Digital payments in Africa grew 11-fold over the last 10 years and have empowered millions of people by breaking access barriers for a wide range of goods and services. Since approximately two-thirds of adults in Sub-Saharan Africa are currently unbanked, providing these users with access to digital financial services can be nothing short of extraordinarily transformative for the entire continent.
Alongside digital payments, crypto-based payments have also seen tremendous growth in Africa over the last few years, up over 1,000% since June 2020. By merging the trustless and permissionless nature of blockchain and its underlying Distributed Ledger Technology (DLT) with mobile banking offerings, we can make existing money infrastructures even more efficient while reducing costs, increasing security, providing financially inclusive products and services, and simplifying local and international funds remittances for businesses and consumers alike.

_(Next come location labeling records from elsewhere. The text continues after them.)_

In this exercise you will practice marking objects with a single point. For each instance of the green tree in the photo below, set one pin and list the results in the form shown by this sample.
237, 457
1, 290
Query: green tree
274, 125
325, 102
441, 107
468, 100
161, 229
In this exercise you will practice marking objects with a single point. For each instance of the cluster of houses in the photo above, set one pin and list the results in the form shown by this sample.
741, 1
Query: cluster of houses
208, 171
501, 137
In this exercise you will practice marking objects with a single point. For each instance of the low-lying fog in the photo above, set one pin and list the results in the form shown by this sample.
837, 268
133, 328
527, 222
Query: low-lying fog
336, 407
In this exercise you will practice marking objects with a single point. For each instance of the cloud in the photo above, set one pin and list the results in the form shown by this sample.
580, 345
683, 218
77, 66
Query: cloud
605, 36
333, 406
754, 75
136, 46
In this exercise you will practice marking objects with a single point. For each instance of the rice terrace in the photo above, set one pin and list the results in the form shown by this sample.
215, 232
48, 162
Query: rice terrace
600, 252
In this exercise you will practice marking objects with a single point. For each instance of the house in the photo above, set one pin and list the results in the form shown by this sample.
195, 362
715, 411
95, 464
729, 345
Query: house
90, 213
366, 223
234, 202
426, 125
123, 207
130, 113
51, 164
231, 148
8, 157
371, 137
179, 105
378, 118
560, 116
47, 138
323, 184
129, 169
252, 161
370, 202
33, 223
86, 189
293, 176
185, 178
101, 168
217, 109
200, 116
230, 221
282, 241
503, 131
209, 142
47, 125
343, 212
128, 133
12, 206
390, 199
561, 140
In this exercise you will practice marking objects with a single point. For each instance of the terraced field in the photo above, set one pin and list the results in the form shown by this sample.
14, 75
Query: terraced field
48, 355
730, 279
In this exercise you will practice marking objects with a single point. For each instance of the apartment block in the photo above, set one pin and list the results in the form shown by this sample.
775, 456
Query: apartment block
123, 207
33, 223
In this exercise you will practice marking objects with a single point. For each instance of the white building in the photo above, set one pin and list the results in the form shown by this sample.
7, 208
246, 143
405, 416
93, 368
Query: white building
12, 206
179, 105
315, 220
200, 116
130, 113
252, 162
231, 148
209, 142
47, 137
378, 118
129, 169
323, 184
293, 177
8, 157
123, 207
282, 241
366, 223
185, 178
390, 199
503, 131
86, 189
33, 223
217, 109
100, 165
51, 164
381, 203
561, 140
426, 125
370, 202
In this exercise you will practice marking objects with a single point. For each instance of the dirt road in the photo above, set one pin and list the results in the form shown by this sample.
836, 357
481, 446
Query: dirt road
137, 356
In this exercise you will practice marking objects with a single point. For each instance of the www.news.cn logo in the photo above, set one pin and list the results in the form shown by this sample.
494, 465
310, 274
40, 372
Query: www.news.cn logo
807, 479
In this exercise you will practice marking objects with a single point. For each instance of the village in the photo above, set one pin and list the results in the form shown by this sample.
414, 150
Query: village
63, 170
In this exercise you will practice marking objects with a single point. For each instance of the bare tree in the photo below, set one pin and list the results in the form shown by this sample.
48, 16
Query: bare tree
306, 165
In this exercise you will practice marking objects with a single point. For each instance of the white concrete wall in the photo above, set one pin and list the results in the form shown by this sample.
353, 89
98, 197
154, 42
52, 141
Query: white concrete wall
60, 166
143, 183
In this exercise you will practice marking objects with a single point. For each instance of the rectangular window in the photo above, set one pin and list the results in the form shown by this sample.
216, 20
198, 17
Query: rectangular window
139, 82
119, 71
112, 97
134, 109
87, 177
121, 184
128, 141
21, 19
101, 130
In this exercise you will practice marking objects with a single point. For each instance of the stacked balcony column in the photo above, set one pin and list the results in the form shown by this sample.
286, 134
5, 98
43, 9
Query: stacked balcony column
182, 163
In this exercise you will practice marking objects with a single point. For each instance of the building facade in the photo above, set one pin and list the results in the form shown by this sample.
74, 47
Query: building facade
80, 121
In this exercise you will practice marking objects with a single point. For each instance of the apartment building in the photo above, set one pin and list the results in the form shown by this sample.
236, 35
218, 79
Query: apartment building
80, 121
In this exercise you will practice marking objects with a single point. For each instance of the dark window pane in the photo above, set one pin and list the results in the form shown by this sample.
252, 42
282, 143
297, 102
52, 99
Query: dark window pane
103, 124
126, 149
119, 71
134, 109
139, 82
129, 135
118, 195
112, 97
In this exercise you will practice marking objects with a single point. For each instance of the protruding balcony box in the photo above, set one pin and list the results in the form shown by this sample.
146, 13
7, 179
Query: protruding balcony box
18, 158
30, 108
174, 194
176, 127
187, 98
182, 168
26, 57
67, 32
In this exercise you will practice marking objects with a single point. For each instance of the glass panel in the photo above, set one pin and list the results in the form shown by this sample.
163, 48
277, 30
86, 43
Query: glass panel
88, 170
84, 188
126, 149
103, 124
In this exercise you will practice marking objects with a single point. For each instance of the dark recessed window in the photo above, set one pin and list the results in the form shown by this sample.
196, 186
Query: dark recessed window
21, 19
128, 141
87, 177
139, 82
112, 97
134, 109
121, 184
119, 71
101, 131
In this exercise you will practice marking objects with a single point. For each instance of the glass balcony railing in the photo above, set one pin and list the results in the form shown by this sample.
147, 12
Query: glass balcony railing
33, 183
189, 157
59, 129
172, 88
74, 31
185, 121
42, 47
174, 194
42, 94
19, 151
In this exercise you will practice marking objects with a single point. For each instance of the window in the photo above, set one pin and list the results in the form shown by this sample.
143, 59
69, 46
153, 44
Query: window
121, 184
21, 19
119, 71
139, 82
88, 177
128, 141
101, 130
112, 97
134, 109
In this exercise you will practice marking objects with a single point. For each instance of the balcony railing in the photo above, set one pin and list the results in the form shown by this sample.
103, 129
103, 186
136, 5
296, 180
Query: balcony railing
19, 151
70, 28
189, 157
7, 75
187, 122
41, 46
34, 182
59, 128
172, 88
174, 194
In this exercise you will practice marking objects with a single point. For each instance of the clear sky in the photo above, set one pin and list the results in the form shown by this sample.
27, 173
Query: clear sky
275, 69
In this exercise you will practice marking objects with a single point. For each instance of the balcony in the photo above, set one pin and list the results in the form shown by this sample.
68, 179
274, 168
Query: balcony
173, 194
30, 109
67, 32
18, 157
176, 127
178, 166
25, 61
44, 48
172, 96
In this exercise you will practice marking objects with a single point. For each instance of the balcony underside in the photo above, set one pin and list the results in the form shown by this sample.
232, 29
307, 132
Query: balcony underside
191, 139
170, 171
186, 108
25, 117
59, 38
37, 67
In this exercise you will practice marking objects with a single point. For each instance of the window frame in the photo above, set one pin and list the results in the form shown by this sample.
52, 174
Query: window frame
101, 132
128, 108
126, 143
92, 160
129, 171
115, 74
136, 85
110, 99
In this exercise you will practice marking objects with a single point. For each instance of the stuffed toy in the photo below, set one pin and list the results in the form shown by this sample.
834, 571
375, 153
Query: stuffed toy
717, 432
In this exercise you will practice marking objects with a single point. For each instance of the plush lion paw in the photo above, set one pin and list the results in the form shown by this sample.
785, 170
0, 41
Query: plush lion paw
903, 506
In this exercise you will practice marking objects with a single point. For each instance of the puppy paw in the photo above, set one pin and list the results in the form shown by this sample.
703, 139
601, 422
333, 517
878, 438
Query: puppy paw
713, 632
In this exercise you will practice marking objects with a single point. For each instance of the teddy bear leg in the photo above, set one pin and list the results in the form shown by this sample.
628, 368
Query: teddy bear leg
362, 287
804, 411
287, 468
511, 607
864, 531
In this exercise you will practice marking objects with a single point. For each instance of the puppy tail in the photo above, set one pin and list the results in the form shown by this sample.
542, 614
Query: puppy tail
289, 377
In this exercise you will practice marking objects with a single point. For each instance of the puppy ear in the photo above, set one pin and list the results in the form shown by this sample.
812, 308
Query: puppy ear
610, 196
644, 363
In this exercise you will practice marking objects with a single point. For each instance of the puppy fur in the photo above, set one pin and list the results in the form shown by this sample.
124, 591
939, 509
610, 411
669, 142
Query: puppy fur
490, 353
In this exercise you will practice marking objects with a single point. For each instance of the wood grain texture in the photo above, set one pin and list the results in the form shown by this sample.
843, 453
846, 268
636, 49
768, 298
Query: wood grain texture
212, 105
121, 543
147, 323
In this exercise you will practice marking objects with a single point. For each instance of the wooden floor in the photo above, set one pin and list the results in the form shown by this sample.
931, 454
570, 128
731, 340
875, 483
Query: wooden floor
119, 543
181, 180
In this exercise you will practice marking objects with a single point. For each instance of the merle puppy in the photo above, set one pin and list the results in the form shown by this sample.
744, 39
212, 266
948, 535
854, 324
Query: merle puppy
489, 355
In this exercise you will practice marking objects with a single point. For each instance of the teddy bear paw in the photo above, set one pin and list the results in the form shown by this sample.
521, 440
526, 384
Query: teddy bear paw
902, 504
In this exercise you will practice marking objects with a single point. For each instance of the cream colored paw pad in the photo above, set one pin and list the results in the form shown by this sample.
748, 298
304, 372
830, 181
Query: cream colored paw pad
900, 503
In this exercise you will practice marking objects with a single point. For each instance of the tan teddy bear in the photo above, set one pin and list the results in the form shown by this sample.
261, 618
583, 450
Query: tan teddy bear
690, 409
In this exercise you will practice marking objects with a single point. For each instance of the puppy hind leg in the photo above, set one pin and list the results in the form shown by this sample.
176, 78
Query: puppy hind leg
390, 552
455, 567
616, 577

An important prerequisite for this is internet access, but with many companies such as 3air working on fast and cost-effective large-scale internet connectivity solutions for millions across Africa, now is the perfect time for digital adoption in the financial services sector. The 3air network can help get people online and connected to Web3 services, and can even help them enter the fold of newer technologies such as blockchain and cryptocurrencies that promise a permissionless alternative to today’s bank-focused financial services.
How Mobile Money and Crypto-Based Funds Transfers Work
Mobile money facilitates funds transfers between the SIM cards of mobile devices. It works with both smartphones and non-smartphones and has been successfully used to reach millions across Africa; today, about half of all mobile money users around the world are in Africa.

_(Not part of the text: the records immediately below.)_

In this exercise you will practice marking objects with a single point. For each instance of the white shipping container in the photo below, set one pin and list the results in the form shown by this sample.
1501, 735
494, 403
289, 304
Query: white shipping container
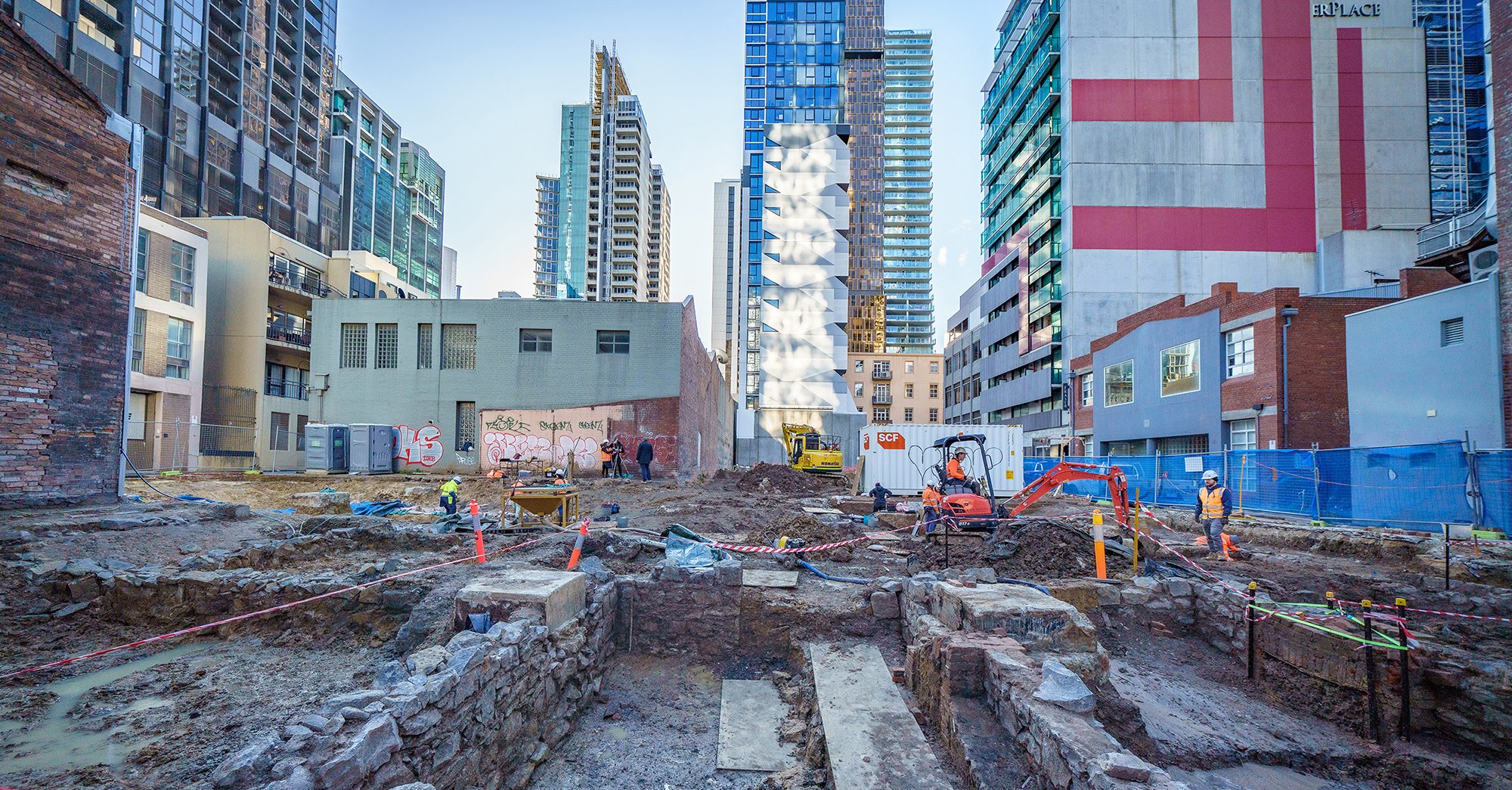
902, 457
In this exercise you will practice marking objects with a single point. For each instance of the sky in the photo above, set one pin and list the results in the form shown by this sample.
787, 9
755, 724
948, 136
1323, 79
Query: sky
482, 84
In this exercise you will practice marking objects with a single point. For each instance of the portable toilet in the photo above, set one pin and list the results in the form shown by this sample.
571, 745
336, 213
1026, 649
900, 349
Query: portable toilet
326, 447
371, 450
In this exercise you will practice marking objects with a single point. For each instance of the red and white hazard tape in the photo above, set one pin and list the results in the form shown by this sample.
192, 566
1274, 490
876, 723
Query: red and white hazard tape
270, 610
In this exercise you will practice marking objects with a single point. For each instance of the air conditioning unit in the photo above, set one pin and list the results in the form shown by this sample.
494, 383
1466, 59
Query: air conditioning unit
1483, 262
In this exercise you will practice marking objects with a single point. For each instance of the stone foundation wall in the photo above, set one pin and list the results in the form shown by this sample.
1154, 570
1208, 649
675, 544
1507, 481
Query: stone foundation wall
483, 710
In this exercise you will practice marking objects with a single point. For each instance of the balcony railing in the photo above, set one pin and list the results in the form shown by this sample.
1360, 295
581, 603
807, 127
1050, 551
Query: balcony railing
297, 277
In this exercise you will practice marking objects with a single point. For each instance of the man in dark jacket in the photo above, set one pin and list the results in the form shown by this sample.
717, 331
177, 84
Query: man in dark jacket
645, 454
879, 497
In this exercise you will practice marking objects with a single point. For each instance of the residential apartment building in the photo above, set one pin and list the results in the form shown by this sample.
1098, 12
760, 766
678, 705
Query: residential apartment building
379, 206
67, 208
463, 380
1115, 178
899, 388
1232, 371
262, 287
612, 226
169, 330
235, 101
908, 191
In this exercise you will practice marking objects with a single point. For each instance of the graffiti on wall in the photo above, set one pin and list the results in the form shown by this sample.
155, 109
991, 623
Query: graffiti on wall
553, 435
418, 445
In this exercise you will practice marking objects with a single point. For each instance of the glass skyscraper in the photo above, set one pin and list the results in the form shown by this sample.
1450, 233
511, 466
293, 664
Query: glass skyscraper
908, 191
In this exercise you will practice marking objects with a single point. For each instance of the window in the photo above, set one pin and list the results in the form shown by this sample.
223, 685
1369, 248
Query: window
1239, 349
423, 347
355, 345
181, 274
1452, 332
386, 345
279, 436
138, 339
459, 347
140, 276
615, 342
466, 426
536, 341
1244, 435
1179, 368
1118, 383
181, 336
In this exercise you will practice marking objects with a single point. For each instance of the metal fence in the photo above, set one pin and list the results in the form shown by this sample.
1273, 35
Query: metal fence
1413, 486
191, 447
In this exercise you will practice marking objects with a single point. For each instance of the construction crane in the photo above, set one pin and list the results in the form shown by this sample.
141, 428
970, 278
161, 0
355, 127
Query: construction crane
1073, 471
811, 451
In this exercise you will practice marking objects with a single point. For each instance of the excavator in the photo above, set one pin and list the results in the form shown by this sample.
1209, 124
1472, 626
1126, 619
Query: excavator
811, 451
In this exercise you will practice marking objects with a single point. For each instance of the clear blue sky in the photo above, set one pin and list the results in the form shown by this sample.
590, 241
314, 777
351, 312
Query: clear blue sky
480, 84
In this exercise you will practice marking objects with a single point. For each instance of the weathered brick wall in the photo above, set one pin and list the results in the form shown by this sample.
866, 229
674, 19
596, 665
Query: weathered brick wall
705, 409
67, 194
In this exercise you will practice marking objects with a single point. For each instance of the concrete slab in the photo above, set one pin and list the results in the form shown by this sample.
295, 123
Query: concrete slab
873, 740
770, 578
556, 595
751, 714
1027, 615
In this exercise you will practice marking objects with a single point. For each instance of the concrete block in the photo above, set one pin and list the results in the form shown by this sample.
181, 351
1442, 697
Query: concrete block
556, 595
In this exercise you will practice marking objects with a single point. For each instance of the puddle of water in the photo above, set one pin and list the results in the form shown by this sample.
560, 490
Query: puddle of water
55, 743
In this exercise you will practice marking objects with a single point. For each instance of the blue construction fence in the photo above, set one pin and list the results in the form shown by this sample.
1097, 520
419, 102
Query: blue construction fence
1413, 486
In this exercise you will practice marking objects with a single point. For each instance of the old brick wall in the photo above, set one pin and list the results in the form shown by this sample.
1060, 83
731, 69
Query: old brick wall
67, 194
705, 409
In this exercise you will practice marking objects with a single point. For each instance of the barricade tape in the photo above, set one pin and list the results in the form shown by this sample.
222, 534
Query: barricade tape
471, 557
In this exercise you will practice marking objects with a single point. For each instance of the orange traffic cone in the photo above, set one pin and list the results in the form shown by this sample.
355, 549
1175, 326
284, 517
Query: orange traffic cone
577, 548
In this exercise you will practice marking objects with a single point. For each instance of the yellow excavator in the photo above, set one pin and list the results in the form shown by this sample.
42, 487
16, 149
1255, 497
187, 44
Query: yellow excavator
811, 451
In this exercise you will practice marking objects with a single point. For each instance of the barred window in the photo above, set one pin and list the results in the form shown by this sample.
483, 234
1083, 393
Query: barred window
459, 347
466, 426
386, 345
423, 347
355, 345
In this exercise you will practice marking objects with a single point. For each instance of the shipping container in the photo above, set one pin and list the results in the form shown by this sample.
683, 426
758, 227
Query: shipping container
902, 457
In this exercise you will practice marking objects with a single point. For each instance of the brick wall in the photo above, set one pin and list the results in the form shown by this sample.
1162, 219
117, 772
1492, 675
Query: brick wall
67, 196
1501, 52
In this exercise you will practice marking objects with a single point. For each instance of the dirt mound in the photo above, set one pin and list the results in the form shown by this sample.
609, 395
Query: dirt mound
770, 477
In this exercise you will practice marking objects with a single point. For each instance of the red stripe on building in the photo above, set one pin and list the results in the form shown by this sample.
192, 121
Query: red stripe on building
1210, 98
1289, 222
1352, 129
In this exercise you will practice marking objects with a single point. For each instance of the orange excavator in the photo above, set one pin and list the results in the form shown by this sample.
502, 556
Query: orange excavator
1073, 471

With mobile money, however, payments are still processed through third-party providers. If Person A sends money to Person B using a certain service, the funds must still be released by Person A’s financial institution and then accepted by Person B’s financial institution. Both institutions may have fees of their own, as will the service provider.
DLT can be used to bypass all these middlemen. Cryptocurrency-based payment solutions use smart contracts to manage platform operations in an automated fashion. Smart contracts are bits of computer code that can automatically approve or reject transactions or perform other actions based on whether a given scenario or transaction meets specific criteria. In this way, users such as Persons A and B can bypass all the traditional middlemen without paying exorbitant processing fees, relying instead on the fair and low-cost processing of transaction data to easily send and receive funds and avail services of other types. In many cases, such solutions can deliver real-time global payments in seconds – not days – making locked-up capital in destination markets a thing of the past.
Use Cases and Opportunities
DLT-based cryptocurrency payment technology can be used for everything from global remittances and SME payments to disbursements and treasury flows. In Africa, where financial markets between countries are not only complex but highly competitive, crypto and blockchain technologies can be used in conjunction with the 300+ mobile money systems currently in operation on the continent to open up closed-loop systems and provide financial access in wider use cases.
For example, fundraising via an Initial Coin Offering (ICO), raising charitable donations, paying worker salaries, fulfilling procurement/supply orders, and executing regional/international transactions can all be conducted using cryptocurrencies and the blockchain-based smart contracts that run them. If, for example, a shipping parameter or requirement is not met, a worker does not complete their tasks on time, or a fundraising goal is not reached, all transactions can be effortlessly reversed – without the overdraft fees, arrears, and late-payment interest charges associated with bank-based payments in such scenarios.
In this way, crypto-based solutions offer a robust alternative to many current options – including mobile and digital solutions – as well as those offered by regional banks and payment processors. This includes large players such as Western Union (which processes $5 billion worth of funds in Africa every year but can charge fees as high as 15% for certain transactions) and new fintech startups such as PAYDEK that are focused on small businesses and freelancers.
Looking Ahead
What’s needed now are better legal, compliance, KYC, and AML systems that can help grow crypto-based financial services across Africa. What’s also needed is internet connectivity, something companies such as 3air are working on in some of Africa’s most heavily populated yet underserved markets.
Use cases like those outlined above will provide new opportunities for both traditional banking services providers and non-banking institutions to serve the unbanked at scale. As such, we are currently in the midst of a financial revolution that is seeing traditional systems and centralized silos being challenged and broken down by decentralized alternatives, and it is the unbanked, underbanked, underserved, and excluded private end-users and consumers who will finally benefit from this changing of the guard.